Is this the way it’s supposed to work?
What gets run on the “other” hosts? makelocalrc? add_local_host? both? (tried both and it didn’t seem to be useful)

As an extra issue, having the “local” directories is acutally a bit of a pain. What I’d really like is to have everything come off the NFS mount. Where there’s a “customization” not for each host, but for “classes” of hosts that have the same configuration (ex. all the hosts in a homogenous cluster). For example:

/public/opt/nvhpc/Linux_x86_64/…
/public/opt/nvhpc/config1/…
/public/opt/nvhpc/config2/…
.
.
.

The documentation sounds like I could probably do this, but doesn’t go into detail:

Note: The makelocalrc command does allow the flexibility of having local directories with different names on different machines. However, using the same directory on different machines allows users to easily move executables between systems that use NVIDIA-supplied shared libraries. 

Anyway, any explanation/clarification is welcome.

Hi Cfreese,

Sorry for the late response. I wanted to consult with our manufacturing folks. Looks like the docs are a bit out of date. There should be no need to install the compilers on each local system provided they have network access to the shared install directory.

They’re in the process of updating the docs to reflex this correction.

The main difference between the two are that a compiler configuration file (localrc.<hostname>) is generated for each system in a network install versus a single localrc in a system install.

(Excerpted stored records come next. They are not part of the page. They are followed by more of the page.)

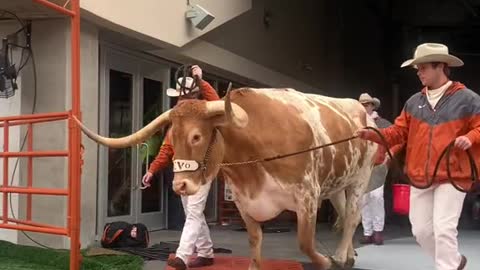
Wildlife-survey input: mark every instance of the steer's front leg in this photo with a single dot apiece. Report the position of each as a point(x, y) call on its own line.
point(255, 239)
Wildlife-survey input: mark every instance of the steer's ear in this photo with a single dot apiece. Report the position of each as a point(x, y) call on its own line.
point(219, 120)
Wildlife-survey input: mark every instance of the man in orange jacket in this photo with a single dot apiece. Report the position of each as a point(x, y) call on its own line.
point(444, 111)
point(195, 233)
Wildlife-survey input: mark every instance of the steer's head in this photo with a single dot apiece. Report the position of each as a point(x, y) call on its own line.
point(197, 143)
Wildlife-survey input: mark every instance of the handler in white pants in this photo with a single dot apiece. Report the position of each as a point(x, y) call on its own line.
point(373, 209)
point(195, 232)
point(434, 222)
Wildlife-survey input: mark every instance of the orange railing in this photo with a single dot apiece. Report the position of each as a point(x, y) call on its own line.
point(73, 153)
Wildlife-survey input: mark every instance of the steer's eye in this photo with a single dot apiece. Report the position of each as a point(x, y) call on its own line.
point(196, 138)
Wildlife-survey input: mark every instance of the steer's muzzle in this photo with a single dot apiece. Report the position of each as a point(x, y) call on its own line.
point(185, 186)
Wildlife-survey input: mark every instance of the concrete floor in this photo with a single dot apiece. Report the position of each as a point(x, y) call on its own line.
point(399, 252)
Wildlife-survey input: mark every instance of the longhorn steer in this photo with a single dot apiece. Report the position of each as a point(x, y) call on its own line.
point(258, 123)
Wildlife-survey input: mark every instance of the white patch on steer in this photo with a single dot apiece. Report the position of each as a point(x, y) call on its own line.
point(350, 109)
point(269, 202)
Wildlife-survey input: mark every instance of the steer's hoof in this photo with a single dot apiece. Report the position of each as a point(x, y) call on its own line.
point(336, 265)
point(350, 263)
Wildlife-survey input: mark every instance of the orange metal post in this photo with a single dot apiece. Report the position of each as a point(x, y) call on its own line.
point(30, 171)
point(73, 192)
point(33, 121)
point(38, 191)
point(35, 224)
point(56, 7)
point(35, 154)
point(35, 229)
point(5, 172)
point(34, 116)
point(75, 187)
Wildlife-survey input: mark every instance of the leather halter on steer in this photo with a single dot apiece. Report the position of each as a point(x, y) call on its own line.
point(180, 165)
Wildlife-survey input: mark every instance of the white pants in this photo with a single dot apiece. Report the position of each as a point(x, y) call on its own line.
point(195, 233)
point(373, 212)
point(434, 214)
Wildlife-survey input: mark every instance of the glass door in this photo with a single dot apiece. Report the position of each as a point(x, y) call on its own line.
point(151, 202)
point(131, 94)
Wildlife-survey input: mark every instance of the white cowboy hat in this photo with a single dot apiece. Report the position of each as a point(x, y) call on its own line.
point(188, 84)
point(433, 52)
point(366, 98)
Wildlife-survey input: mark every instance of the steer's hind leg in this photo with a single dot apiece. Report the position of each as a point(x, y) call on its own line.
point(306, 221)
point(255, 239)
point(344, 255)
point(339, 201)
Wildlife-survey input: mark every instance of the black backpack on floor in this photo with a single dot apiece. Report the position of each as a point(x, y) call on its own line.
point(122, 234)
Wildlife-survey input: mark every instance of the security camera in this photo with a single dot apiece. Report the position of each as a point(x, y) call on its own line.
point(199, 16)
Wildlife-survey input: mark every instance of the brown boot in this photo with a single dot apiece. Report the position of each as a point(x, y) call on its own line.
point(176, 263)
point(366, 240)
point(378, 238)
point(200, 262)
point(463, 263)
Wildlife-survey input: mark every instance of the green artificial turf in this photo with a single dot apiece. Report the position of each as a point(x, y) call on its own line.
point(17, 257)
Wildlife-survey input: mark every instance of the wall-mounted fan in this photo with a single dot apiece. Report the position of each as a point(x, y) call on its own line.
point(8, 73)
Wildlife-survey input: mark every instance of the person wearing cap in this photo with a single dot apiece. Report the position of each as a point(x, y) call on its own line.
point(444, 111)
point(373, 206)
point(195, 233)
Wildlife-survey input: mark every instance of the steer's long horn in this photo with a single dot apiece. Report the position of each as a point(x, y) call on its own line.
point(234, 114)
point(133, 139)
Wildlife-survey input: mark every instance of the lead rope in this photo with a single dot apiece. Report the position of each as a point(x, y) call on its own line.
point(445, 153)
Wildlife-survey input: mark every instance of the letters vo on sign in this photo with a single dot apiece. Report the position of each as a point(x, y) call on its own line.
point(180, 165)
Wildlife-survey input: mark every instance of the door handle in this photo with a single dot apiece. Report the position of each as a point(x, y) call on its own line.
point(139, 184)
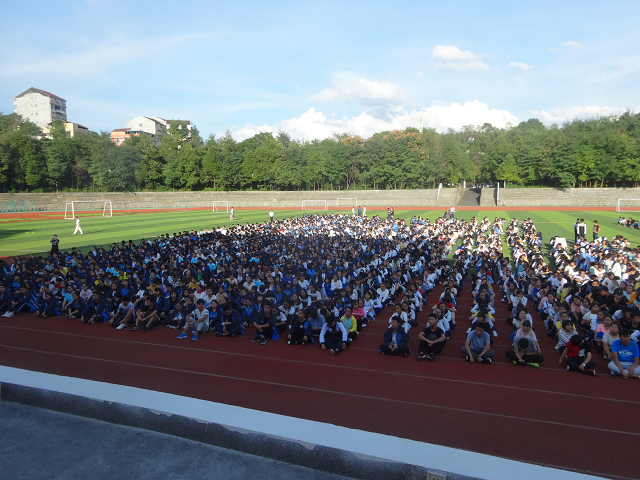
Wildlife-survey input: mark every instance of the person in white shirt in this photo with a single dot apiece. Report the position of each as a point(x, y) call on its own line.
point(78, 229)
point(384, 295)
point(198, 321)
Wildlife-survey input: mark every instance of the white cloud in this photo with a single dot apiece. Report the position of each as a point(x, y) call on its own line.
point(456, 59)
point(349, 88)
point(521, 66)
point(93, 60)
point(315, 124)
point(561, 115)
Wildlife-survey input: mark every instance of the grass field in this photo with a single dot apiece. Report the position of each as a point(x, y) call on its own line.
point(32, 236)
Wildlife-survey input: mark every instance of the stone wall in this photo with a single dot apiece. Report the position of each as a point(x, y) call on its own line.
point(567, 197)
point(290, 199)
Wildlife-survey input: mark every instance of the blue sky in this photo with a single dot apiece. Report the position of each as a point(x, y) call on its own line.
point(313, 68)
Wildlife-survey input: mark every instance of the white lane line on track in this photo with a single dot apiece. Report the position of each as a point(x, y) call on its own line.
point(333, 392)
point(344, 367)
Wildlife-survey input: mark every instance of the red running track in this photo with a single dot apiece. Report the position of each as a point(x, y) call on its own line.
point(545, 416)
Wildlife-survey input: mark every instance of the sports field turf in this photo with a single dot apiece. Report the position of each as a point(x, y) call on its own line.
point(32, 236)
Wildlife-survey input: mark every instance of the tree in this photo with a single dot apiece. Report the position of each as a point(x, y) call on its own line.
point(114, 168)
point(508, 170)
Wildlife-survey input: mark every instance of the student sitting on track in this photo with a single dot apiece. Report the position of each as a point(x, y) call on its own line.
point(23, 301)
point(145, 316)
point(402, 317)
point(67, 298)
point(197, 321)
point(432, 339)
point(231, 324)
point(350, 324)
point(48, 306)
point(564, 334)
point(358, 313)
point(525, 353)
point(384, 295)
point(333, 336)
point(485, 322)
point(96, 311)
point(477, 347)
point(301, 331)
point(316, 320)
point(124, 314)
point(577, 356)
point(264, 323)
point(5, 297)
point(626, 357)
point(395, 340)
point(76, 308)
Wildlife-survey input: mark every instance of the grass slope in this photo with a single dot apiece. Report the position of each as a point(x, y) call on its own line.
point(25, 237)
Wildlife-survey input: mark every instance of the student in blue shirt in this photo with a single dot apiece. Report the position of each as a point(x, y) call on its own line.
point(48, 307)
point(626, 356)
point(5, 297)
point(22, 301)
point(477, 347)
point(395, 340)
point(76, 308)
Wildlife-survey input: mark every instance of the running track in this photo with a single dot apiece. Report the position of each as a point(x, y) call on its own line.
point(545, 416)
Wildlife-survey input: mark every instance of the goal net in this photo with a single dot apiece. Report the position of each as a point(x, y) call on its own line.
point(347, 202)
point(314, 204)
point(88, 208)
point(628, 205)
point(220, 206)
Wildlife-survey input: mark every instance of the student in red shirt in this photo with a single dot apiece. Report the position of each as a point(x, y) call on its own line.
point(577, 356)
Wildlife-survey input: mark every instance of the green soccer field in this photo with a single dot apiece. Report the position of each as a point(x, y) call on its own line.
point(26, 237)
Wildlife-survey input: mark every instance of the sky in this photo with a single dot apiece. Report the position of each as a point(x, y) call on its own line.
point(317, 68)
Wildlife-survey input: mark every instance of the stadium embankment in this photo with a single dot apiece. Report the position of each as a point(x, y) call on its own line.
point(564, 197)
point(509, 197)
point(274, 199)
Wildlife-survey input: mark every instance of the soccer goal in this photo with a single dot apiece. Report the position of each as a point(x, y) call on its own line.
point(314, 204)
point(347, 202)
point(628, 205)
point(220, 206)
point(88, 207)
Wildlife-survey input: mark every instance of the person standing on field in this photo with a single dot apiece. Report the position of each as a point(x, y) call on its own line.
point(78, 229)
point(54, 244)
point(596, 230)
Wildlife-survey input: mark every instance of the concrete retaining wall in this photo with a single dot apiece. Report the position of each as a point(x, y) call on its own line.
point(509, 197)
point(293, 199)
point(567, 197)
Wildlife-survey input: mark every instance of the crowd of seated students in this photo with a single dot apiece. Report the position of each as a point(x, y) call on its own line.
point(321, 279)
point(629, 222)
point(587, 303)
point(316, 279)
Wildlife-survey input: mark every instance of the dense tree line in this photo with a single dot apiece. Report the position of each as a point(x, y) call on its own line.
point(598, 152)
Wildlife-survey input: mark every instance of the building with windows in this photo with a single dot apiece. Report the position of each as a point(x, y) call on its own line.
point(119, 135)
point(156, 127)
point(73, 129)
point(167, 123)
point(40, 107)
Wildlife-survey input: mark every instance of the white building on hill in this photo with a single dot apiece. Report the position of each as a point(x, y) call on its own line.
point(40, 107)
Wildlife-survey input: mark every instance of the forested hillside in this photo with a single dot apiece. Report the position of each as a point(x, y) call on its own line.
point(592, 152)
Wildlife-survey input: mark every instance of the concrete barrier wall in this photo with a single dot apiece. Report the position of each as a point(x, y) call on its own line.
point(293, 199)
point(509, 197)
point(567, 197)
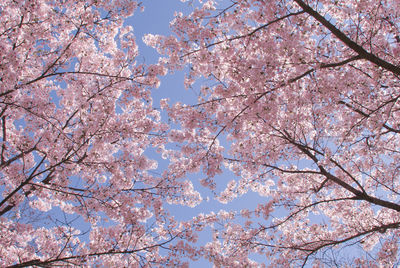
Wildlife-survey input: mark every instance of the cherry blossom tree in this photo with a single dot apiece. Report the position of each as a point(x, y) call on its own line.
point(305, 95)
point(76, 118)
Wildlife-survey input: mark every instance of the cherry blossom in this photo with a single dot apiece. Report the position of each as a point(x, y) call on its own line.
point(303, 95)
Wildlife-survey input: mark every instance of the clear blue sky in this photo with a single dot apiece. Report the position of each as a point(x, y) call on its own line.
point(155, 20)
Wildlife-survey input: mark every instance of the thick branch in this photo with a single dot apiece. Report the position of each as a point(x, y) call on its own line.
point(347, 41)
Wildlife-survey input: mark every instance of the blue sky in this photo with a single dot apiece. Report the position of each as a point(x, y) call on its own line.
point(155, 19)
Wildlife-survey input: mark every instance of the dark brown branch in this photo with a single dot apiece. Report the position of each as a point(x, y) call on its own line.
point(347, 41)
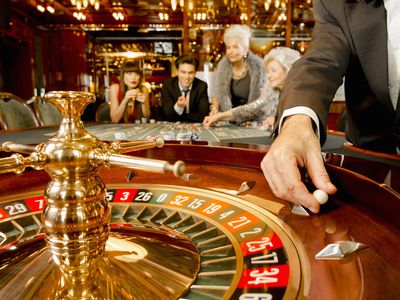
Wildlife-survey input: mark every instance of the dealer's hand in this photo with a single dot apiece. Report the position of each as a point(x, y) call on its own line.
point(296, 147)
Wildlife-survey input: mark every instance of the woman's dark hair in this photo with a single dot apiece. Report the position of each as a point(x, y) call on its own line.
point(186, 59)
point(130, 66)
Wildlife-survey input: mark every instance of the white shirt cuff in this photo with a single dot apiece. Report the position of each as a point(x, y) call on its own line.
point(178, 110)
point(301, 110)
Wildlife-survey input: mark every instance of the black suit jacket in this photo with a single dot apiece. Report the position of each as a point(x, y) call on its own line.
point(199, 106)
point(349, 39)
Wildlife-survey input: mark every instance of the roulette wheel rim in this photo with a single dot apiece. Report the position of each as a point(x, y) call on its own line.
point(298, 283)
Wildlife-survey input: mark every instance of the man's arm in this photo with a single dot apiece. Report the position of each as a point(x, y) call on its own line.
point(202, 108)
point(311, 83)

We are in the process of revamping this so that the localrc file will go to the user’s home directory (under a hidden directory) and be per system. This should eliminate the issue with needing the network installation directory be writable so the localrc files can be created by users upon first use of the compilers on an individual system. It also means a single install method rather than the two.

-Mat

No problem. Good answers take time. ;^)

I was afraid that the installation process was compiling code and that there would be incompatibilities due to dependency on system libraries (i.e. RHEL7 and GLIBC_2.17 vs. RHEL8 and GLIBC_2.28). If not then I’m good to go.

One thing to consider with your putting the localrc file in the user’s home directory: We typically mount the user home directory across all machines so a home directory would have to be able to hold different localrc’s for different machines. This is probably easy to deal with if I can select the appropriate one via an environment variable (NV_LOCALRC?) that I can set based on hostname when I log in or environment modules. Just something to think about. (I’d much rather do that then have to be root and install the localrc someplace like /etc or /usr/local.)